Self-driving cars are on the way. Soon, you’ll be able to purchase a fully autonomous vehicle, jump in and leave the driving to computers. Play games, read a book or recline your seat and nap — your self-driving car will transport you safely to your journey’s end.
Autonomous driving features such as adaptive cruise control and lane keeping assist are already included in many new vehicles, offering motorists a glimpse of what’s to come.
By 2020, the first fully autonomous vehicles are expected to deploy on America’s roadways. Consumers, however, are not all sharing the same enthusiasm owned by self-driving proponents of autonomous vehicle technology. A recent AAA survey indicates that three out of four Americans say they are “afraid” to ride in a self-driving vehicle.
Decades of Autonomous Vehicle Testing
Before we examine the AAA survey, we need to provide some history about self-driving cars.
Experiments with self-driving vehicles have been going on for decades. Beginning in the 1980s, a German researcher at a Munich university, Ernst Dickmanns, built the world’s first robotic car. This early model required human intervention to control engine throttle and braking. By 1995, Dickmanns’ team launched the first fully autonomous vehicle, a Mercedes-Benz S-Class, and inaugurated it on a 1,000-mile round trip from Munich to Denmark and back, including nearly 100 miles of human-free control.
That watershed mission was accomplished without incident and led to other researchers and manufacturers stepping up their own autonomous vehicle initiatives. One of the more famous driverless feats in recent years was Audi’s robotic TTS car, which ascended the 14,100-foot Pikes Peak summit in Colorado in just 27 minutes. Working with Stanford University scientists, Audi researchers explained that they weren’t trying to replace the driver, rather they want to build systems that help robotic and human drivers alike.
Although researchers may have a ground plan, AAA’s survey indicates that consumer enthusiasm isn’t particularly strong.
AAA Survey Says
In January 2016, AAA conducted 1,832 interviews of Americans across the continental U.S. for a vehicle technology survey. That survey asked consumers their thoughts about autonomous vehicles, as well as cars equipped with semi-autonomous technologies. By definition, semi-autonomous means that the driver maintains control of vehicle steering and braking, with some input from included technologies to enhance their driving experience.
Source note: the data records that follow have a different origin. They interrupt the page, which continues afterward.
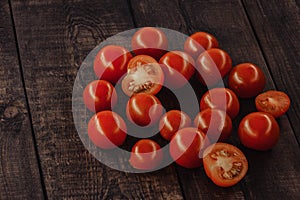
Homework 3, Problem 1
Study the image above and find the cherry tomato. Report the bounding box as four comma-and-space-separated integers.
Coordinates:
159, 51, 195, 88
238, 112, 280, 151
255, 90, 291, 117
83, 80, 117, 112
200, 88, 240, 119
194, 108, 232, 142
131, 27, 168, 60
159, 110, 192, 140
203, 143, 248, 187
94, 45, 132, 83
170, 127, 209, 168
184, 32, 219, 58
126, 93, 163, 126
129, 139, 163, 170
196, 48, 232, 87
228, 63, 266, 98
122, 55, 164, 96
88, 110, 127, 149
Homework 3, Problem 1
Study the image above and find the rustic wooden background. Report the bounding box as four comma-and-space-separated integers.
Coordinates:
0, 0, 300, 200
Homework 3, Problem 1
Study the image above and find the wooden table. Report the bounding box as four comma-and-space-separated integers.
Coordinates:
0, 0, 300, 200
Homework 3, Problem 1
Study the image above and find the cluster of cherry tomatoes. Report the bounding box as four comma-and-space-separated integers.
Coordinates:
83, 27, 290, 187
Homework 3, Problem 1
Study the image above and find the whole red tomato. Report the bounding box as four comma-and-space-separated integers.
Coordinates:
126, 93, 163, 126
129, 139, 163, 170
131, 27, 168, 60
88, 111, 127, 149
228, 63, 266, 98
159, 51, 195, 88
83, 80, 117, 112
159, 110, 192, 140
184, 32, 219, 58
238, 112, 280, 151
94, 45, 132, 83
200, 88, 240, 119
170, 127, 209, 168
196, 48, 232, 87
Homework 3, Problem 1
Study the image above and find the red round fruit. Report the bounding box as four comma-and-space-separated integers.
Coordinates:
129, 139, 163, 170
184, 32, 219, 58
94, 45, 132, 83
194, 108, 232, 142
126, 93, 163, 126
238, 112, 280, 151
159, 110, 192, 140
228, 63, 266, 98
196, 48, 232, 87
200, 88, 240, 119
255, 90, 291, 117
159, 51, 195, 88
203, 143, 248, 187
122, 55, 164, 96
88, 111, 127, 149
83, 80, 117, 112
170, 127, 209, 168
131, 27, 168, 60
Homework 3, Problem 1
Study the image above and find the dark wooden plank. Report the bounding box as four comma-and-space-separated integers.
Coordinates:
243, 0, 300, 143
13, 0, 182, 199
131, 0, 300, 199
0, 1, 43, 199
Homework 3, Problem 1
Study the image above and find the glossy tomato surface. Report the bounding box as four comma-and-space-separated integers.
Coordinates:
194, 108, 232, 142
196, 48, 232, 87
131, 27, 168, 60
122, 55, 164, 96
159, 51, 195, 88
159, 110, 192, 140
184, 32, 219, 58
126, 93, 163, 126
94, 45, 132, 84
83, 80, 117, 112
200, 88, 240, 119
170, 127, 209, 168
228, 63, 266, 98
255, 90, 291, 117
129, 139, 163, 170
88, 111, 127, 149
203, 143, 248, 187
238, 112, 280, 151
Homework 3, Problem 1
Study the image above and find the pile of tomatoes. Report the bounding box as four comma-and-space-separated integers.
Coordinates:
83, 27, 290, 187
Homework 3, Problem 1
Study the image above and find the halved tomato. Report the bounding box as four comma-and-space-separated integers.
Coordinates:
203, 142, 248, 187
122, 55, 164, 96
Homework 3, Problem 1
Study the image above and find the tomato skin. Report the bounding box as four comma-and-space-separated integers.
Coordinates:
184, 32, 219, 58
200, 88, 240, 119
238, 112, 280, 151
159, 110, 192, 140
131, 27, 168, 60
194, 108, 232, 142
170, 127, 210, 168
255, 90, 291, 118
129, 139, 163, 170
94, 45, 132, 84
88, 111, 127, 149
159, 51, 195, 89
122, 55, 164, 96
196, 48, 232, 87
126, 93, 163, 126
203, 142, 248, 187
228, 63, 266, 98
83, 80, 117, 112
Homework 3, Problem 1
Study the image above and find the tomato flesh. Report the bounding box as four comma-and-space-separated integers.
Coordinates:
203, 143, 248, 187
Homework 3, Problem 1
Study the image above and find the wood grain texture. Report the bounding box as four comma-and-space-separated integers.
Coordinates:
0, 1, 43, 199
13, 0, 182, 199
243, 0, 300, 145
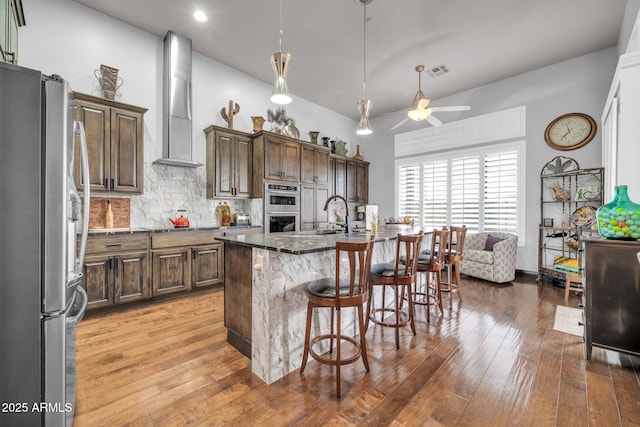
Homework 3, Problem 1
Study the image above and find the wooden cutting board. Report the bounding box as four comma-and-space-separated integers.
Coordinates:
89, 197, 131, 228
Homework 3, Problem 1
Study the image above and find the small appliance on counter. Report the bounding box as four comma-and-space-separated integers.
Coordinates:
234, 213, 251, 227
169, 209, 189, 228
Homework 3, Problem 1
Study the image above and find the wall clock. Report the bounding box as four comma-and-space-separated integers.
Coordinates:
544, 113, 597, 151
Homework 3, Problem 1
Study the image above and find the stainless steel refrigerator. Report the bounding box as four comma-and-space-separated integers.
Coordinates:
0, 63, 89, 427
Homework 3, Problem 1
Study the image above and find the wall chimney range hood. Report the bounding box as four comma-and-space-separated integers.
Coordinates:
153, 31, 203, 168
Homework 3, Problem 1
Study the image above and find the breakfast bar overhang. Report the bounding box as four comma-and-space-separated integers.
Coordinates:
219, 230, 404, 384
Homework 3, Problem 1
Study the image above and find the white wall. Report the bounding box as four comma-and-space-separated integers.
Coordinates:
18, 0, 357, 227
368, 47, 617, 272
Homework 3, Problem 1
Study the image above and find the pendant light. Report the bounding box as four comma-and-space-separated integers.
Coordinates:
269, 0, 292, 104
356, 0, 373, 135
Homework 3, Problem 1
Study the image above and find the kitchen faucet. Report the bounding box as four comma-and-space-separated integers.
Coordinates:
324, 194, 351, 233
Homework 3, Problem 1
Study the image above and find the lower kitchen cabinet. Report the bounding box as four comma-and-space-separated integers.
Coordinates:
151, 231, 224, 296
83, 234, 151, 309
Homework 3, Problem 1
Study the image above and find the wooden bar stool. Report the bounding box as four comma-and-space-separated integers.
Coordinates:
365, 231, 423, 349
564, 273, 584, 304
300, 236, 375, 397
413, 228, 449, 322
442, 225, 467, 303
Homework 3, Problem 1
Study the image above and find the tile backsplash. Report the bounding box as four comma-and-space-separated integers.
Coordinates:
122, 162, 263, 228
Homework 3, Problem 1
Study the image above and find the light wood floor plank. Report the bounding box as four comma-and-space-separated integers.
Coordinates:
74, 277, 640, 427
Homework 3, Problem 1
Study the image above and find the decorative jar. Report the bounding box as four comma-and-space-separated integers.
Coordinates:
596, 185, 640, 240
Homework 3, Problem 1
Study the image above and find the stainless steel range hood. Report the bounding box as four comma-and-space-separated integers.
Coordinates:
153, 31, 203, 168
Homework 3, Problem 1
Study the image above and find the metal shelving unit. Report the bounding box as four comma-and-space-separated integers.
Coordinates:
537, 156, 604, 283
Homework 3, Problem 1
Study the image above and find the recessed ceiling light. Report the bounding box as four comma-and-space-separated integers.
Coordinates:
193, 10, 207, 22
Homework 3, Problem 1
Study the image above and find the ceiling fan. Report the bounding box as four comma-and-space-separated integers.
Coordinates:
391, 65, 471, 129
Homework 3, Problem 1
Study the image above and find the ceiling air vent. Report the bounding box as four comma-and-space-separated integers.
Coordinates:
427, 64, 451, 78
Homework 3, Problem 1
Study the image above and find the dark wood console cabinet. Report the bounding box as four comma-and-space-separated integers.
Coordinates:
584, 238, 640, 360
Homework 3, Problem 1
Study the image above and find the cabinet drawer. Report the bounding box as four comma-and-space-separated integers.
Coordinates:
87, 233, 148, 254
151, 230, 220, 249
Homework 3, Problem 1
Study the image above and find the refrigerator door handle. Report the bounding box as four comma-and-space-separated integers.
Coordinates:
66, 286, 89, 326
73, 121, 91, 272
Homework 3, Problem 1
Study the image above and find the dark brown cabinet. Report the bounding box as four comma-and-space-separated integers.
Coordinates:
347, 160, 369, 203
300, 184, 329, 230
254, 132, 300, 182
204, 126, 253, 198
74, 92, 147, 194
0, 0, 25, 64
584, 237, 640, 360
83, 234, 151, 309
300, 143, 329, 185
151, 231, 224, 296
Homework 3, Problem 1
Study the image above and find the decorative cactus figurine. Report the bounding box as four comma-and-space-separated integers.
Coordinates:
220, 99, 240, 129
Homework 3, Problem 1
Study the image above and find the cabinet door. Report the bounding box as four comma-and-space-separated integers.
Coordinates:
264, 138, 284, 180
83, 255, 114, 309
113, 252, 150, 304
315, 150, 330, 185
75, 100, 111, 191
300, 145, 316, 184
234, 137, 253, 197
151, 248, 191, 295
282, 141, 300, 182
356, 163, 369, 203
333, 159, 347, 198
191, 243, 224, 287
110, 108, 144, 193
215, 132, 235, 197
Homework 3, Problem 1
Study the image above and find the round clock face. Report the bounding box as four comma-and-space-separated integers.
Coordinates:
544, 113, 597, 150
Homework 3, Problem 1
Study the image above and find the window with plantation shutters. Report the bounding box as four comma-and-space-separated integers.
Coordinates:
483, 151, 518, 233
421, 160, 449, 229
396, 141, 524, 239
398, 164, 421, 218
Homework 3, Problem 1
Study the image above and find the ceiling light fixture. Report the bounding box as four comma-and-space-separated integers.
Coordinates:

Notably, AAA researchers found:
1. Nearly 75 percent of U.S. drivers said they “would be afraid to allow an autonomous vehicle to drive itself with them in it.”
2. Similarly, only 20 percent of U.S. drivers said they “would trust an autonomous vehicle to drive itself with them in it.”
3. The fear rate among motorists varies based on demographics. For instance, 81 percent of women expressed fear of riding in a self-driving car, while 67 percent were afraid of riding in a fully autonomous vehicle. Baby Boomers were more fearful than other age groups, with 82 percent saying they would be afraid. In comparison, 69 percent of younger generations shared the same fear.
Semi-Autonomous Vehicle Interest
Car manufacturers will likely take note of the fear factor when planning their technologies. While fully autonomous vehicles may scare the heck out of some drivers because of concerns like vehicle hacking, these same motorists have expressed their trust in semi-autonomous features.
The difference between the two is that semi-autonomous technology allows the driver to maintain control of the vehicle and override certain functions.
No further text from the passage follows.